Pourtant, le dictateur de Bangui répète partout que la paix est revenue, que le calme règne dans le pays. Mais quand on voit ce déploiement pour aller prier, on se demande: de quoi a-t-il vraiment peur?
Les Centrafricains posent la question tous les jours. Est-ce à cause des braquages qui se multiplient dans les rues de Bangui? Des voleurs de bœufs qui opèrent sur les axes? Ou des groupes armés qui continuent de rôder aux portes de la capitale?
Regardez ce qui se passe autour: sur la route de Mbaïki, dans la zone Samba, des braqueurs armés ont attaqué la semaine dernière pour voler du bétail appartenant à des éleveurs. Les habitants ont réagi, les soldats FACA sont intervenus. Un assaillant neutralisé, un blessé évacué à Bangui après des soins à Bimon, trois armes récupérées, deux fuyards qui ont abandonné leurs fusils. Shaibou Moussa, président de la jeunesse locale, et Midifon Ngolo, chef de groupe à Bimon, disent la même chose: « Nous vivons dans la peur constante. Ce n’est pas normal. Il faut plus de FACA ici pour qu’on puisse vivre tranquilles. »
Et ce n’est pas tout. Même chose au village Bouboui, à 35 km sur la route de Boali. Même chose à Pindao, à 40 km sur la route de Damara. Sur Corbeau News Centrafrique et sur la page @CorbeauNews,: affrontements vers Boali (PK-65), vers Damara, dans le Nouveau Marécage. Braqueurs d’un côté, voleurs de l’autre, hommes armés qui circulent encore.

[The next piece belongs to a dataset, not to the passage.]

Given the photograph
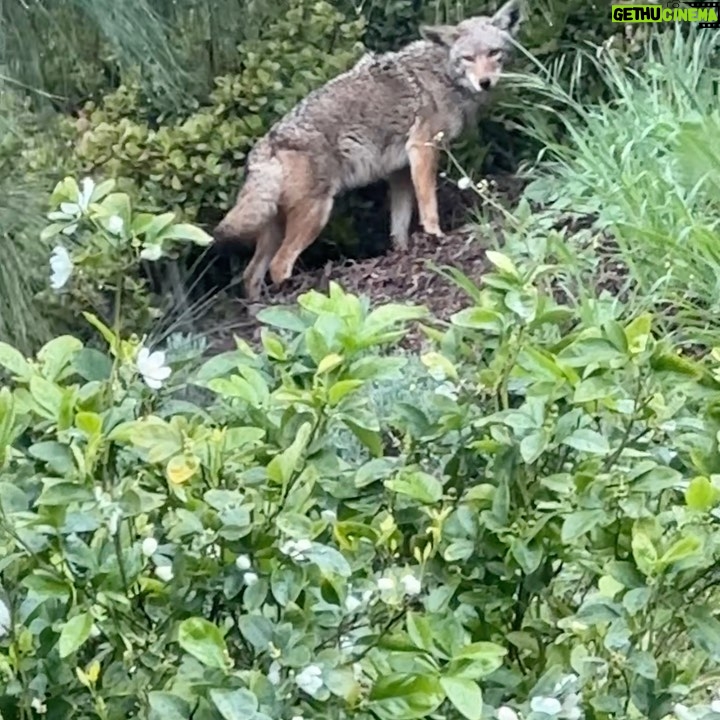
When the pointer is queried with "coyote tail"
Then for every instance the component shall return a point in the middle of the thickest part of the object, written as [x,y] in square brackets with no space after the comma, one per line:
[257,202]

Pendant ce temps, le dictateur de Bangui ne sort jamais sans son armada complète. Pas de véhicule banalisé, pas de balade pour saluer les gens, pas de contact direct avec la population. Du palais à la mosquée, escorte aérienne et terrestre, et retour immédiat. Au Tchad voisin, malgré les tensions et les attaques rebelles qui ne s’arrêtent jamais, Mahamat Idriss Déby descend souvent à pied, va parler aux gens sans blindage massif ni hélicoptères au-dessus de la tête.
Ici, le dictateur de Bangui proclame la paix à longueur de journée, mais lui-même ne bouge pas sans cette protection énorme. Alors de quoi a-t-il peur? Des braqueurs qui rodent dans les quartiers? Des voleurs de bœufs sur les routes? Des groupes qui attaquent à 30-40 km de Bangui? Ou d’autre chose que les Centrafricains ignorent?